Für eine bessere Schulbildung der Mädchen setzten sich die Kronstädterinnen Julie Fabritius (1833-1913) und Lotte Lurtz (1835-1913) ein, die 1872 den „Verein zur Erweiterung der Mädchenschule“ gründeten, der 1878 in „Verein zur Unterstützung der Mädchenschule“ umbenannt wurde. Nach deren Vorbild rief Josefine Bielz (1830-1904) in Hermannstadt 1875 den „Frauenverein zur Unterstützung der evangelischen Mädchenschule A. B. in Hermannstadt“ ins Leben. Ziele des Vereins waren u. a. die Einführung von Handarbeits- und Haushaltsstunden in der Grundschule, die Einführung von gleich vielen Schulfächern für Mädchen wie für Jungen und der Bau eines Mädchenlyzeums. 1895 kaufte der Verein einen Grund in der Seilergasse, wo das Lyzeum gebaut wurde (heute Colegiul Agricol Daniil Popovici Barcianu). In diesem Kapitel erfährt der Leser auch, dass der erste Frauenberuf jener der Kindergärtnerin war und dass der erste Kindergarten in Hermannstadt 1871 eröffnet wurde. Die erste Berufsschule für Frauen hieß „Frauenarbeitsschule des Ortsvereins Hermannstadt des Allgemeinen Frauenvereins der Evangelischen Landeskirche A. B. in Siebenbürgen“ und wurde 1885 gegründet, es folgte die „Haushaltungsschule“ (1888) und die „Dienstbotenschule“ (1892). Alle drei Schulen wurden nach dem Modell von Schulen aus Deutschland gebaut, Vorbild waren die „Frauenarbeitsschulen“ in Reutlingen und Radolfzell.
Besonders interessant zu lesen, ist das Unterkapitel, das alten Reklamen aus dem 19. Jahrhundert und Anfang des 20. Jahrhunderts gewidmet ist. Die Haus- und Küchengeräte-Handlung von Josef Jikeli (in der Heltauergasse Nr. 47) warb beispielsweise für „Eiskästen“, „Triumph-Spar-Herde“ oder „John’s Volldampfwaschmaschine“ und Andreas Riegers Eisenwarenhandlung für „Standard Fleischschneide-Maschinen“ oder „Delphin-Filter“, die „garantiert Typhus-bazillenfreies Trinkwasser liefern“.
Ein letztes Kapitel ist den rumänischen Mädchenschulen in Hermannstadt gewidmet.

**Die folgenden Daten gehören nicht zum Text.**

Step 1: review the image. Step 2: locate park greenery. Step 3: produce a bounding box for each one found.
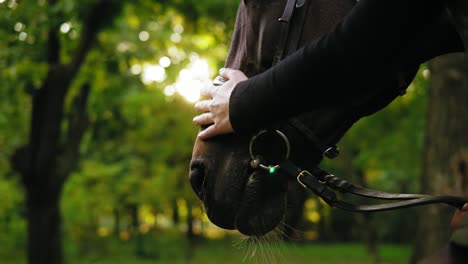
[0,0,460,263]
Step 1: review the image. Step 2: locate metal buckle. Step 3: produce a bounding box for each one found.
[296,170,307,189]
[249,130,291,173]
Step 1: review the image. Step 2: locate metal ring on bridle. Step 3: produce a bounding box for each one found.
[249,130,291,172]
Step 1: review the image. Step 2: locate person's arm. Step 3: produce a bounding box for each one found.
[229,0,462,133]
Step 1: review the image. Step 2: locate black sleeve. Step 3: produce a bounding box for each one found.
[229,0,462,133]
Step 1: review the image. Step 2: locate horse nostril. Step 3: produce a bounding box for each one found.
[189,163,205,198]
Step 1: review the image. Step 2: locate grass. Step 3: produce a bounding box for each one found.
[0,234,411,264]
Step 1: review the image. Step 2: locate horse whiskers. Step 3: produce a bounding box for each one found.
[277,220,304,240]
[233,227,285,264]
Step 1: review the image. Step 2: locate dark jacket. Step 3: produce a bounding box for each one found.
[226,0,464,133]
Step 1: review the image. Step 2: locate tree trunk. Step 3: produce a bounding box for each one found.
[27,190,63,264]
[11,0,122,264]
[412,23,468,263]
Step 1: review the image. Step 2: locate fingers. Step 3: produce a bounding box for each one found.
[195,100,211,112]
[200,86,216,98]
[219,68,247,80]
[193,112,214,126]
[198,124,219,140]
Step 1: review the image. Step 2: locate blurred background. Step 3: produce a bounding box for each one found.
[0,0,468,264]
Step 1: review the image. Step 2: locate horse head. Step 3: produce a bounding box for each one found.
[189,106,354,236]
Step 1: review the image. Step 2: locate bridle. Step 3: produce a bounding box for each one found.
[249,129,468,212]
[219,0,468,212]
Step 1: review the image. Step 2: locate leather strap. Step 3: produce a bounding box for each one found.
[279,160,468,212]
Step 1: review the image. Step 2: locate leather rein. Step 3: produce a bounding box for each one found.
[249,130,468,212]
[245,0,468,212]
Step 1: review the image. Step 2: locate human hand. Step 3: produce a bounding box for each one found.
[193,68,248,140]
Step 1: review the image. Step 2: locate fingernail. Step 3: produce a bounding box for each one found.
[462,203,468,211]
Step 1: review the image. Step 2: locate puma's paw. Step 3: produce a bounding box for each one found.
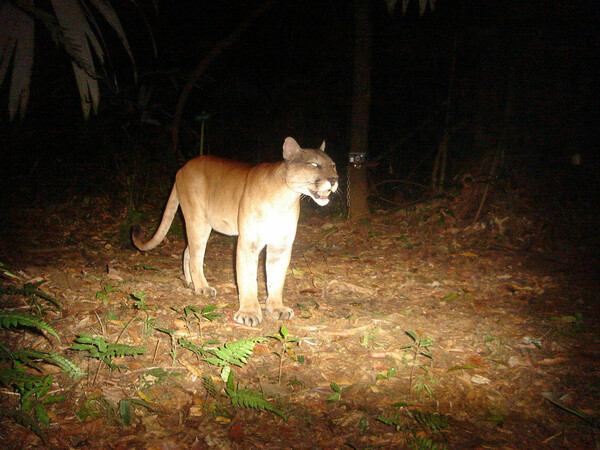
[266,306,294,320]
[233,308,262,327]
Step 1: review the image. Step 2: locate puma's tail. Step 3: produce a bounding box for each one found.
[131,185,179,252]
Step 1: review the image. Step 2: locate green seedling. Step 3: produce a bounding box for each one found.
[377,367,396,380]
[360,327,381,348]
[225,372,285,420]
[402,331,435,400]
[177,337,219,356]
[70,334,146,376]
[204,337,266,382]
[155,327,178,367]
[268,325,304,384]
[95,284,119,306]
[325,381,352,403]
[171,305,221,338]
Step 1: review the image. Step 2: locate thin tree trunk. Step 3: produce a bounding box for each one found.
[347,0,372,219]
[171,0,277,159]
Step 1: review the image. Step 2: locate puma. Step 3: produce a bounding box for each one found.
[132,137,338,326]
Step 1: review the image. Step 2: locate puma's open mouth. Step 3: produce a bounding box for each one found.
[309,189,331,206]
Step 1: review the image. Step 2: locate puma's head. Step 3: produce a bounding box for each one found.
[283,137,338,206]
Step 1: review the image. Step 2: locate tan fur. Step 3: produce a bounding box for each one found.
[132,137,338,326]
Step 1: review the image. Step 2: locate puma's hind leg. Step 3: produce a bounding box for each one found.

Das Buch ist mit sehr aussagekräftigen Fotos bebildert. Die Fotos stammen teilweise aus dem Zentralarchiv der Evangelischen Kirche A. B. in Rumänien, aus dem ASTRA-Fonds des Hermannstädter Staatsarchivs und von der Facebook-Gruppe „Alt Hermannstadt in Ansichtskarten, Fotos, Gemälden und Graphiken“, die von Helmut Wolff geleitet wird. Das Titelbild (aus dem Archiv von Konrad Klein) zeigt ein von Wilhelm Auerlich geschossenes Gruppenbild mit den Schülerinnen der Haushaltungsschule mit ihrer Lehrerin Christine Schuster.

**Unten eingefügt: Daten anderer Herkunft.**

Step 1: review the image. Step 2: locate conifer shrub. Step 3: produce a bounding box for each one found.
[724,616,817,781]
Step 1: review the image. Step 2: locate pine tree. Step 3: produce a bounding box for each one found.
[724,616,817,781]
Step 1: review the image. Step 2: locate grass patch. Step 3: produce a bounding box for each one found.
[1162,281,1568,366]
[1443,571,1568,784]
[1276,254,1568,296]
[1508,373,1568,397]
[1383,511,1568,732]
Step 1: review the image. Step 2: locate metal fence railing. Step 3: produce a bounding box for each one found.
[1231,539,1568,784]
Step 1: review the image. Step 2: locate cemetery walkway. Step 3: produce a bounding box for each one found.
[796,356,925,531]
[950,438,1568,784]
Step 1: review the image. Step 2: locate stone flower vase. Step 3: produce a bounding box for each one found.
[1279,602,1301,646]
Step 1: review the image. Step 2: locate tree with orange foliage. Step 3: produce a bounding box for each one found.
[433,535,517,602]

Laut Autorin Gudrun-Liane Ittu ist „Educație, emancipare, gastronomie: școlile de fete și asociațiile de femei din Sibiu de la sfârșitul secolului al XIX-lea până la 1948“ im Rahmen des Projektes „Hermannstadt Europäische Gastronomieregion 2019“ zusammen mit dem Bildband „Vom Markt zum Gasthaus: Sibiu/Hermannstadt in Ansichten“ erschienen. Letzterer enthält Fotos von alten und neuen Ansichtskarten aus Hermannstadt. Die Idee dahinter war: „Nachdem wir während der Recherchen viel Bildmaterial gefunden hatten, dachten wir, dass es für die Hermannstädter interessant wäre – dort wo es möglich war, historische Fotos zeitgenössischen gegenüberzustellen“, so Gudrun-Liane Ittu, die zusammen mit Ehemann Constantin Ittu den Bildband herausgegeben hat.
Leider gibt es keine deutsche Fassung für die beiden Bücher, die für Rumänischsprachige absolut lesenswert sind. Exemplare davon sind in der Bibliothek der Lucian Blaga-Universität zu finden.